Editorial: Someone Needs to Stop The Letter Q’s PR Team
- Siona Kirschner
- Sep 15
- 2 min read
By Siona Kirschner
At some point in very recent history, the letter Q decided it wanted a rebrand. Suddenly, social media (or at least my personal Instagram feed) was flooded with talk of how Q doesn’t belong next to normies like P, R, and S but rather next to the cool indie letters like Y, X, and V. Respectfully, this is untrue. A letter cannot claim an outsider aesthetic without committing to existing on the outskirts. Q, a letter known for works like queen, quilt, quote, quiz, question, etc. (I could go on for years) simply is not making the sacrifices I need to see in order to believe that a letter isn’t gunning for mainstream approval. According to the Merriam-Webster Dictionary, 95 common words start with Q. Sure, this shows a much smaller scope than a sparkly, sensational, sassy shero like S (1k common words), but it’s still quite a bit more common than a letter like X, which only has seven common words (x, xerox, xu, xenophobia, xi, xenophobic, and xs for anyone wondering; reminds me of a certain president).

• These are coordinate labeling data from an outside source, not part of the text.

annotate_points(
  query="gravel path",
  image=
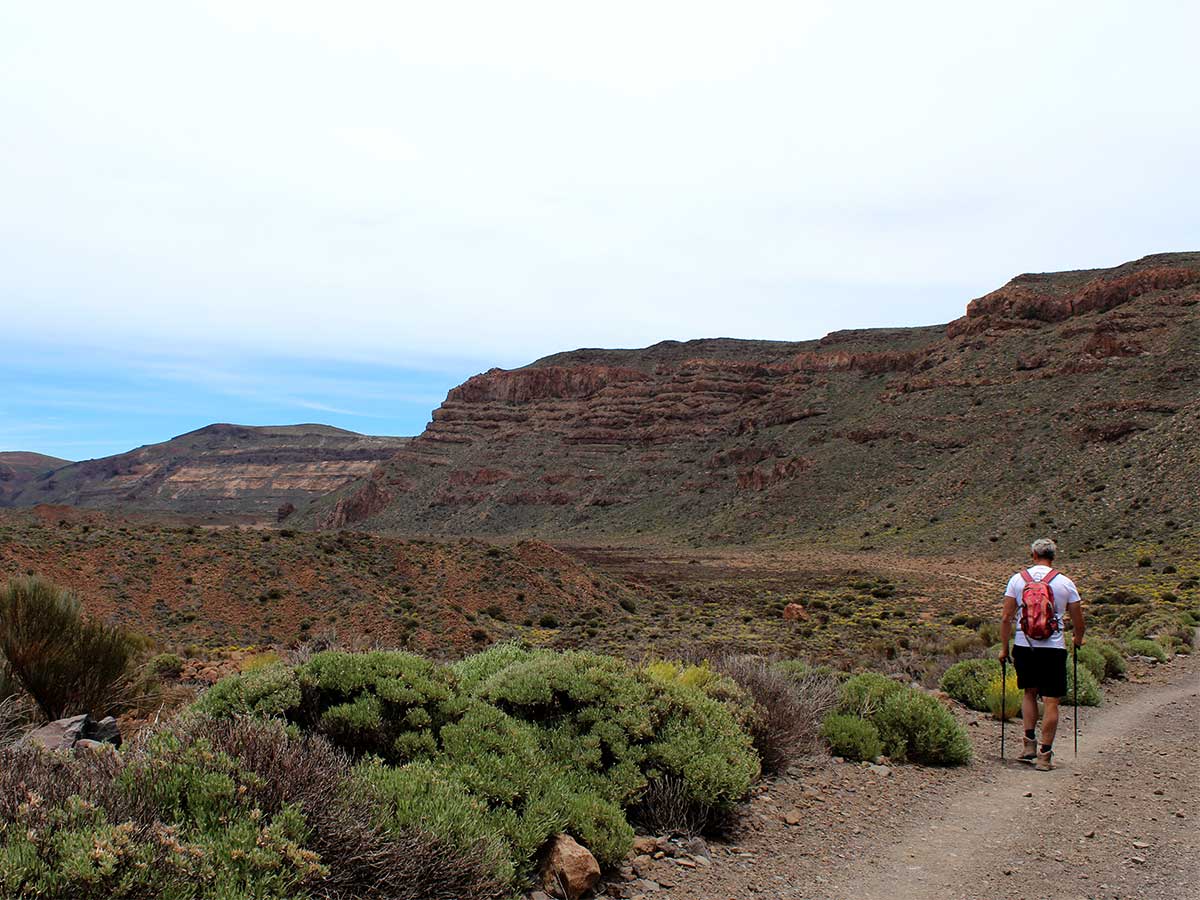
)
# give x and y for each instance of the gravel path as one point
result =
(1120, 822)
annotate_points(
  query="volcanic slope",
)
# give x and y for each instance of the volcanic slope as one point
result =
(219, 586)
(217, 473)
(19, 468)
(1063, 403)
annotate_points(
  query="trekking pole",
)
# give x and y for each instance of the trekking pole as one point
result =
(1003, 703)
(1074, 719)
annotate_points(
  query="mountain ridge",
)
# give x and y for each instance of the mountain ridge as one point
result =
(220, 472)
(721, 439)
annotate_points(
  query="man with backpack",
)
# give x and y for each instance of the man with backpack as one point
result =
(1037, 600)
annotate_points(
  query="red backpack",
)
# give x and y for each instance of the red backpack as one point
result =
(1038, 617)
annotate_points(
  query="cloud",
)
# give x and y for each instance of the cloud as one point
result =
(437, 189)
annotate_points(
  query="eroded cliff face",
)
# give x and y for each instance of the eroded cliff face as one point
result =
(1047, 388)
(18, 469)
(219, 473)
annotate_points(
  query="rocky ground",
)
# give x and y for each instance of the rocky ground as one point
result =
(1117, 822)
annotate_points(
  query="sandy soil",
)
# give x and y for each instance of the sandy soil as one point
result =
(1117, 822)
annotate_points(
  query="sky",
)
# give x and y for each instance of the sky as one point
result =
(271, 213)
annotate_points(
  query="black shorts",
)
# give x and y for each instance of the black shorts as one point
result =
(1042, 669)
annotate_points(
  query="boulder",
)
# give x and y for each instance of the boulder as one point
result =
(70, 733)
(795, 612)
(645, 845)
(59, 735)
(570, 870)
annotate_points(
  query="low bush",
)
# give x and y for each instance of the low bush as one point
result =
(851, 737)
(1114, 660)
(1091, 659)
(621, 726)
(501, 751)
(967, 682)
(863, 695)
(1145, 647)
(781, 709)
(169, 665)
(917, 727)
(66, 663)
(211, 810)
(1090, 694)
(1003, 696)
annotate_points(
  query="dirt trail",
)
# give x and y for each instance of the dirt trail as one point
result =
(1109, 816)
(1121, 821)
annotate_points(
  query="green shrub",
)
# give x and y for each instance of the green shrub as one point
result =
(1145, 647)
(501, 751)
(66, 663)
(967, 682)
(863, 695)
(1114, 660)
(917, 727)
(213, 810)
(851, 737)
(1092, 659)
(799, 671)
(1003, 694)
(419, 796)
(167, 664)
(621, 724)
(1090, 694)
(621, 729)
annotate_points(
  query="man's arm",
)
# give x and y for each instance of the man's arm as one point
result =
(1077, 622)
(1006, 625)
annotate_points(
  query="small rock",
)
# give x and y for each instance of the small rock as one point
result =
(105, 731)
(59, 735)
(570, 870)
(697, 847)
(95, 747)
(645, 845)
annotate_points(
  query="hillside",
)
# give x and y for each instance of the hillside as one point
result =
(1063, 402)
(19, 468)
(217, 473)
(239, 586)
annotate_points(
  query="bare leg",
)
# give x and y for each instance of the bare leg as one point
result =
(1050, 723)
(1030, 709)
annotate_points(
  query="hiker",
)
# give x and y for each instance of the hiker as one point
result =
(1037, 598)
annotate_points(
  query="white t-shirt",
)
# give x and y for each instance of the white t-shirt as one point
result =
(1065, 593)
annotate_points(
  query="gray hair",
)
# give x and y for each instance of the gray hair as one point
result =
(1044, 549)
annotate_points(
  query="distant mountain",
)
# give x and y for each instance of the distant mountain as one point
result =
(217, 473)
(18, 468)
(1062, 403)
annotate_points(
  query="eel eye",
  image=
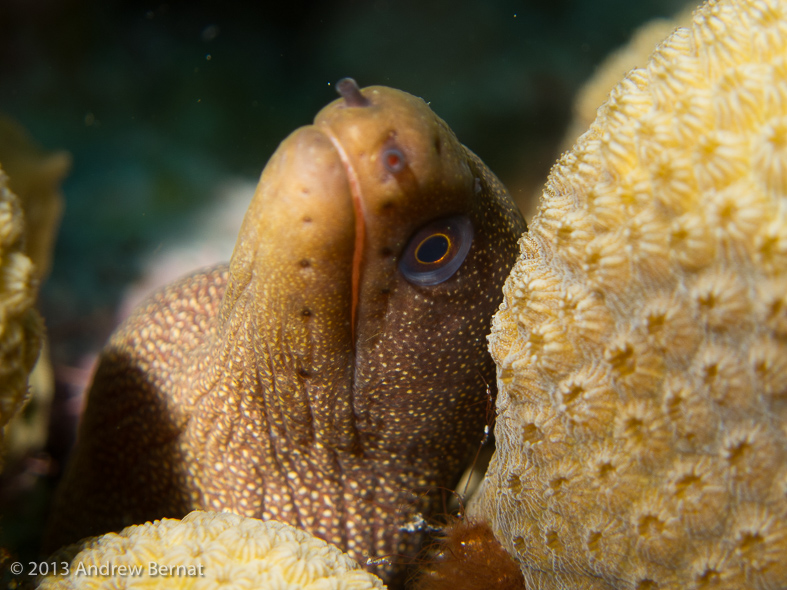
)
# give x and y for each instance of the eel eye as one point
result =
(394, 160)
(437, 250)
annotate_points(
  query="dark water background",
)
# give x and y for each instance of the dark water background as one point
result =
(159, 102)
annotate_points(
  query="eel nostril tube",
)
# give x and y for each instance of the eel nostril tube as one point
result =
(348, 89)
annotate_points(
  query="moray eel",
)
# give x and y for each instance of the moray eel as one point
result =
(334, 372)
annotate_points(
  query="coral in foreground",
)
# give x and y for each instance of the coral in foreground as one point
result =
(209, 550)
(642, 344)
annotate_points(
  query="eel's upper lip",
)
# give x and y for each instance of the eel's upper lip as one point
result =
(360, 223)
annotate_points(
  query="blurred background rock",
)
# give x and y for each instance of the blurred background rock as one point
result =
(170, 111)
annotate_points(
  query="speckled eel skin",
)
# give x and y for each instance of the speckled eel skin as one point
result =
(335, 371)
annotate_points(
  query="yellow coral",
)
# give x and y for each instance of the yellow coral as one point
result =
(20, 325)
(642, 429)
(209, 550)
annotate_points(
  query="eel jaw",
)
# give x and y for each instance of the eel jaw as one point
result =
(349, 90)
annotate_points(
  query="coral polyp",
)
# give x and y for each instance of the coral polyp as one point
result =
(641, 345)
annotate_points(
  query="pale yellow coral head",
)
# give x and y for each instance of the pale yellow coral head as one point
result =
(641, 439)
(208, 550)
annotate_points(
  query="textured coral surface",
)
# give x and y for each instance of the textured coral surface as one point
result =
(20, 325)
(642, 345)
(214, 550)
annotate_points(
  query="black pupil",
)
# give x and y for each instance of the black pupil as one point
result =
(432, 249)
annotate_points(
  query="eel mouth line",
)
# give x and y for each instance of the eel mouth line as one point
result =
(360, 227)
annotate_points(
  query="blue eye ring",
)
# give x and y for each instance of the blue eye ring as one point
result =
(437, 250)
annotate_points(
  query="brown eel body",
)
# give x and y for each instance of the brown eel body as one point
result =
(334, 372)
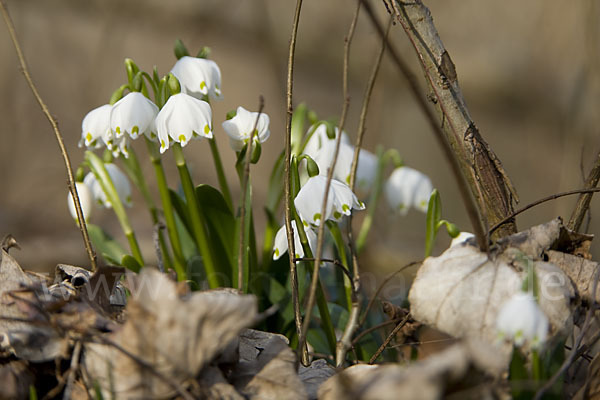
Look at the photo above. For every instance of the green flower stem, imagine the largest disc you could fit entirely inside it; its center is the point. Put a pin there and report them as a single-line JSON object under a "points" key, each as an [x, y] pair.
{"points": [[339, 243], [165, 198], [197, 218], [326, 322], [383, 159], [133, 169], [97, 166], [220, 173]]}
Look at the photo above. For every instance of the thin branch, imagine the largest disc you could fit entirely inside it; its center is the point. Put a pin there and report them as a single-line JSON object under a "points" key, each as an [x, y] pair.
{"points": [[287, 186], [389, 338], [540, 201], [245, 180], [321, 231], [583, 202], [381, 286], [469, 203], [59, 139]]}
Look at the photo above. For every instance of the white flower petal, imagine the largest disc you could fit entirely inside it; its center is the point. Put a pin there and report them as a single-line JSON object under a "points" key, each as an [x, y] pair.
{"points": [[95, 127], [86, 199], [133, 114], [239, 128], [406, 187], [182, 118], [198, 77]]}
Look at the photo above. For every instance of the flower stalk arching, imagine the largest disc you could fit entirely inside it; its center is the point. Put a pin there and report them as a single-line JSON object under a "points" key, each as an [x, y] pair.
{"points": [[97, 167], [198, 220]]}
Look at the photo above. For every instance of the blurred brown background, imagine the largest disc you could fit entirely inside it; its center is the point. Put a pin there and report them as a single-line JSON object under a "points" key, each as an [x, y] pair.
{"points": [[529, 71]]}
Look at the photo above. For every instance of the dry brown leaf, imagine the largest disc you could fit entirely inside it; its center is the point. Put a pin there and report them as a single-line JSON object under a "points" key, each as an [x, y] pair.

I won’t deny that Q is an uncommon letter (it only comes up 62 times in the document I keep all my Milking Cat articles in, while R comes up 2216 times and even X is featured 85 times), but this is mainly because other letters don’t want to include it as a collaborator on their words. Q needs to understand that not getting along with others and being codependent with your bestie is not what makes you an alternative icon, it probably actually means you’re cliquey (and need those closest to you to come second; not a single word starts with “uq”). Just because Scrabble says you’re worth ten points doesn’t make you fancy and doesn’t mean the rest of us agree (I personally also refuse to respect the very same Scrabble overlords who recently added “rouxes” to their game, but I digress). The very nature of this incognito publicity campaign goes against what the end-of-the-alphabet letters stand for, and is in itself a plea for attention from the masses. I personally stand against it, and I hope you will too.